In my opinion it’s clear the PAB-bots leaned on the ASC to “correct the record”. As Ian Jessop said to me regarding the Premier’s Haida Gwaii trip last year, “When stories keep changing, it means somebody is lying. We just have to find out who and why”. What surprises me is that the government’s bluster aside, it’s the ASC who have changed their story under pressure…
I’m sure the ASC is surprised by the fuss this has generated, and I’d ask them the following question. “Isn’t it true that damage to the public interest has been done because the ads ran, even if they are now pulled?”. And to the government: “Wouldn’t it be nice to have some laws to save the political operatives from embarrassing themselves by stretching the truth for partisan gain? Shouldn’t government be, you know, separate from the “Party”?

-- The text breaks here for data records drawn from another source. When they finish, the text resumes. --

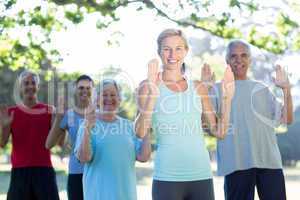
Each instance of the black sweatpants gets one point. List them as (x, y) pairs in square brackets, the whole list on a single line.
[(33, 183), (74, 187), (187, 190), (241, 184)]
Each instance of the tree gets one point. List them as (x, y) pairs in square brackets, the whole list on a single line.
[(278, 34)]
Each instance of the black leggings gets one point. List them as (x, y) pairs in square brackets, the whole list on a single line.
[(74, 187), (188, 190), (33, 183)]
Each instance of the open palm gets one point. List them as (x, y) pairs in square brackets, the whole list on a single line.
[(207, 76), (228, 85), (281, 80), (5, 118)]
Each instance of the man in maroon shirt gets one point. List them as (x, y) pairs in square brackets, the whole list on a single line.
[(32, 175)]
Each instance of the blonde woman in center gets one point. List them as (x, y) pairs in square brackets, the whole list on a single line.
[(172, 106)]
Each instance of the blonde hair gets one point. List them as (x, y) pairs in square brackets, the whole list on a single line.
[(169, 33), (234, 43), (27, 73)]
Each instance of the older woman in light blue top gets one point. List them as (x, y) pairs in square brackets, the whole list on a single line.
[(108, 146)]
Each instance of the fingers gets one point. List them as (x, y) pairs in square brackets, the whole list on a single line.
[(3, 110), (153, 69)]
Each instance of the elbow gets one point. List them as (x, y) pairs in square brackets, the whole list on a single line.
[(84, 158), (140, 133), (221, 136), (48, 145), (289, 121), (3, 143), (144, 158)]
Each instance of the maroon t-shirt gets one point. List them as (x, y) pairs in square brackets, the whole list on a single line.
[(30, 128)]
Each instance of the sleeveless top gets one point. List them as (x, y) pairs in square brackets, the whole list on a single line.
[(176, 121)]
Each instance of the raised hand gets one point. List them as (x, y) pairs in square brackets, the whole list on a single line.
[(153, 76), (90, 116), (228, 86), (281, 79), (207, 76), (5, 118), (60, 106)]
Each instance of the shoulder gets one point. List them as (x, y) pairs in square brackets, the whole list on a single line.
[(124, 120), (259, 86), (143, 87), (49, 108), (12, 108)]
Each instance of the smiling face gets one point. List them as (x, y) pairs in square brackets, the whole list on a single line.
[(109, 98), (84, 91), (239, 60), (173, 50), (29, 87)]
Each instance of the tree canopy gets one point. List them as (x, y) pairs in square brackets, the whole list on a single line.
[(270, 26)]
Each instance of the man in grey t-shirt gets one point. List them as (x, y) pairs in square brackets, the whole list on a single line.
[(249, 154)]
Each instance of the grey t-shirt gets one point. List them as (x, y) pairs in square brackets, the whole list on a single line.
[(251, 141)]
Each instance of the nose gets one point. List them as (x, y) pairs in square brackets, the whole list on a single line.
[(171, 53)]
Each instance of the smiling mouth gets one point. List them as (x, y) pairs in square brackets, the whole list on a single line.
[(172, 61)]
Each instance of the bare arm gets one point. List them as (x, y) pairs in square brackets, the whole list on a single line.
[(4, 136), (84, 153), (56, 134), (147, 94), (5, 125), (146, 103), (283, 82), (145, 152), (216, 125), (287, 110)]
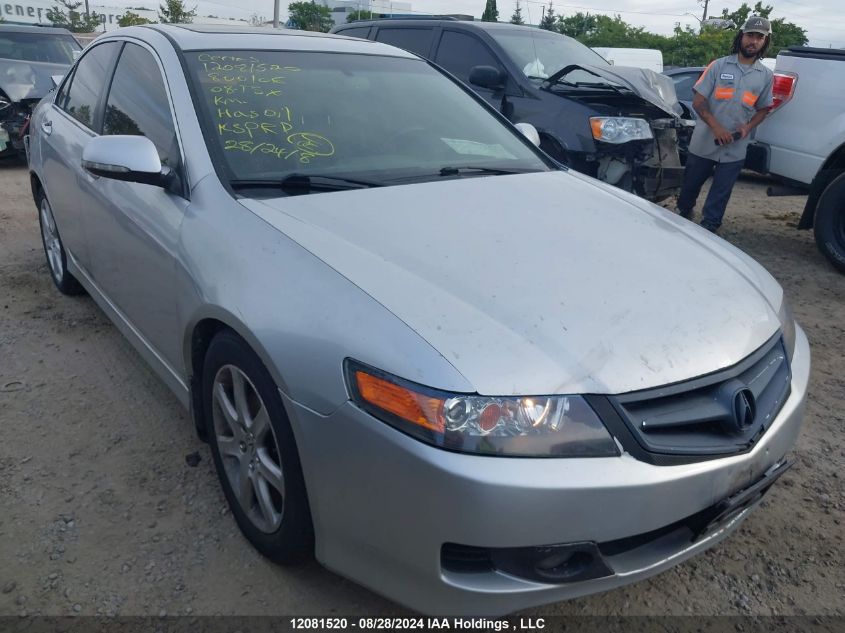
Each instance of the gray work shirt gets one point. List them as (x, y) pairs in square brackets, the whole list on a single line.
[(734, 92)]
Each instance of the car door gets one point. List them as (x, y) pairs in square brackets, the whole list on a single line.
[(459, 52), (64, 129), (134, 227)]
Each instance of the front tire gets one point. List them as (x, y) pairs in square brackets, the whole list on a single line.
[(54, 250), (829, 224), (255, 452)]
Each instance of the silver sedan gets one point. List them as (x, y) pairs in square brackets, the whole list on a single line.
[(419, 349)]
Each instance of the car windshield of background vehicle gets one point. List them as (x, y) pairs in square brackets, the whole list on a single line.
[(38, 47), (375, 119), (541, 54)]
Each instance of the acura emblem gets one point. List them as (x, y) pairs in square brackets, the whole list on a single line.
[(744, 409)]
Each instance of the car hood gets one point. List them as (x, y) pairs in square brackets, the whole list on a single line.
[(28, 80), (540, 283), (654, 87)]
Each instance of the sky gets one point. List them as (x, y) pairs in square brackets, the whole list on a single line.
[(821, 18)]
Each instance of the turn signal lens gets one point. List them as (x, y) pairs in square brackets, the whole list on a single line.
[(415, 408), (536, 426)]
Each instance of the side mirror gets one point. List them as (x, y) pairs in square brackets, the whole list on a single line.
[(129, 158), (530, 132), (487, 77)]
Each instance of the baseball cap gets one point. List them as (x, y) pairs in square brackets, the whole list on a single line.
[(756, 24)]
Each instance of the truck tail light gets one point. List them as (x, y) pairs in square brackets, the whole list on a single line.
[(783, 88)]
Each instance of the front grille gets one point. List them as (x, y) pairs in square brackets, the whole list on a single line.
[(719, 414)]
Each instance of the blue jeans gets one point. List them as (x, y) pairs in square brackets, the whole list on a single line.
[(697, 171)]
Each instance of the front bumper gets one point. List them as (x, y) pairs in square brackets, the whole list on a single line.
[(384, 505)]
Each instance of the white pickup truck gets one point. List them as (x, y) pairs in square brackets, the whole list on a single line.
[(802, 141)]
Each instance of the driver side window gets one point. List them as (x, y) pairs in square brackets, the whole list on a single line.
[(87, 85), (138, 105)]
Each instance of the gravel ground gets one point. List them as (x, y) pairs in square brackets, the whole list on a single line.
[(100, 513)]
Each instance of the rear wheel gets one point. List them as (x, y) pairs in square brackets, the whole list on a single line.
[(54, 249), (255, 452), (829, 224)]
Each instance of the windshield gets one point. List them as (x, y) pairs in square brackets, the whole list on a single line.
[(38, 47), (540, 54), (384, 120)]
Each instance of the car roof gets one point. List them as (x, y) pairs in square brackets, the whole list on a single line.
[(683, 69), (451, 22), (22, 28), (188, 37)]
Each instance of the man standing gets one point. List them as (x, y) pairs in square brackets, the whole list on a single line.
[(732, 96)]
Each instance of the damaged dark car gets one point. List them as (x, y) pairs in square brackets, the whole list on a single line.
[(30, 56), (620, 125)]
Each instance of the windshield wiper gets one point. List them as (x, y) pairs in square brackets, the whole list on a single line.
[(299, 183), (460, 170), (473, 169)]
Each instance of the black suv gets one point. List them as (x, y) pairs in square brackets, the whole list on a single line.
[(30, 56), (618, 124)]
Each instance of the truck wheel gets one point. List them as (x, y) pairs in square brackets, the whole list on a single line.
[(829, 225)]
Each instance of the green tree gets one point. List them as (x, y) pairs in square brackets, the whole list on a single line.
[(548, 20), (310, 16), (174, 12), (516, 18), (362, 14), (68, 17), (131, 19), (491, 13)]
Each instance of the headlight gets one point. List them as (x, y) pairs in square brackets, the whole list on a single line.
[(787, 326), (620, 129), (527, 426)]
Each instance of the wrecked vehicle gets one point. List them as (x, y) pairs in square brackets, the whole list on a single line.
[(620, 125), (30, 56)]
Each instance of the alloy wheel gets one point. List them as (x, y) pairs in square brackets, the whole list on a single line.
[(52, 242), (248, 448)]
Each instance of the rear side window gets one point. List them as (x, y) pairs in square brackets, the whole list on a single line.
[(417, 41), (138, 104), (358, 31), (458, 53), (88, 83)]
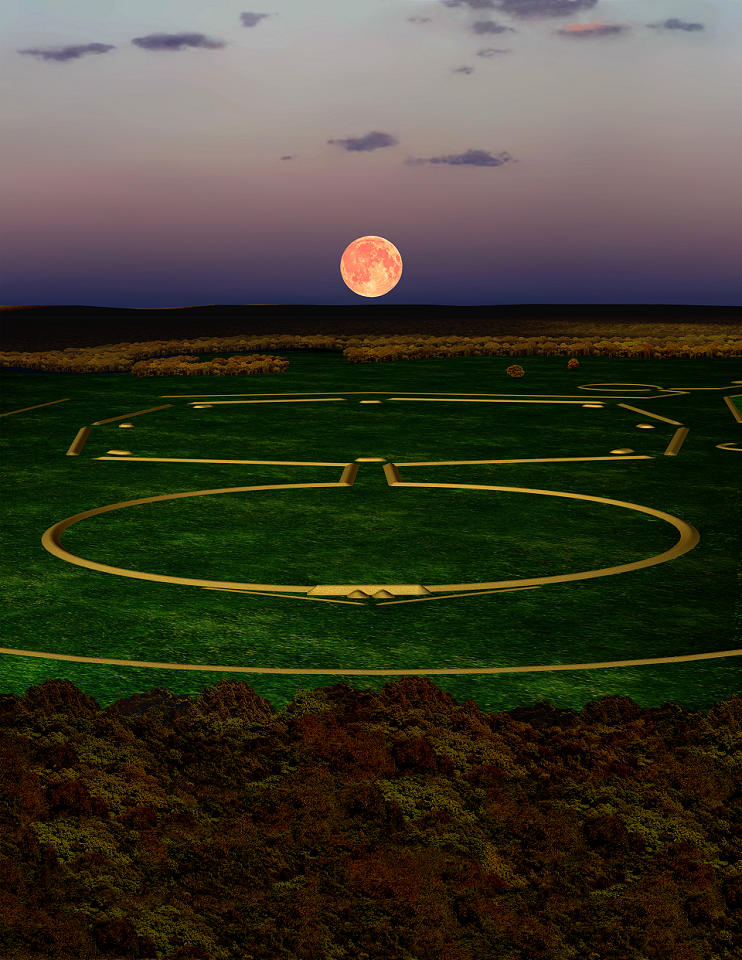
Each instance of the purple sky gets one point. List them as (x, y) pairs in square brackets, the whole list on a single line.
[(164, 155)]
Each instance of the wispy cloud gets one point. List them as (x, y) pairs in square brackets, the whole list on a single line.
[(174, 42)]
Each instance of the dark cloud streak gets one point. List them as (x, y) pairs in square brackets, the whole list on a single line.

(For the record, there’s a misperception out there that the ASC did a full investigation and found the ad violated standards. That’s not the case, and it isn’t what I wrote, though I’m convinced the ads would not survive any serious analysis by a sober judge of the matter.)
STILL.. If the $20 billion figure is no longer used in tax-funded advertising, I’ll count that as a win.
RossK just put up a great post, and asked a great question.. If Christy’s spinners had got to the ASC before the citizen who launched this complaint, how might the story have evolved differently? Read his piece here, http://pacificgazette.blogspot.ca/2016/12/this-day-in-clarkland-20-billion-dollar.html
And Merry Christmas to everyone. Thanks so much for reading my tripe this year!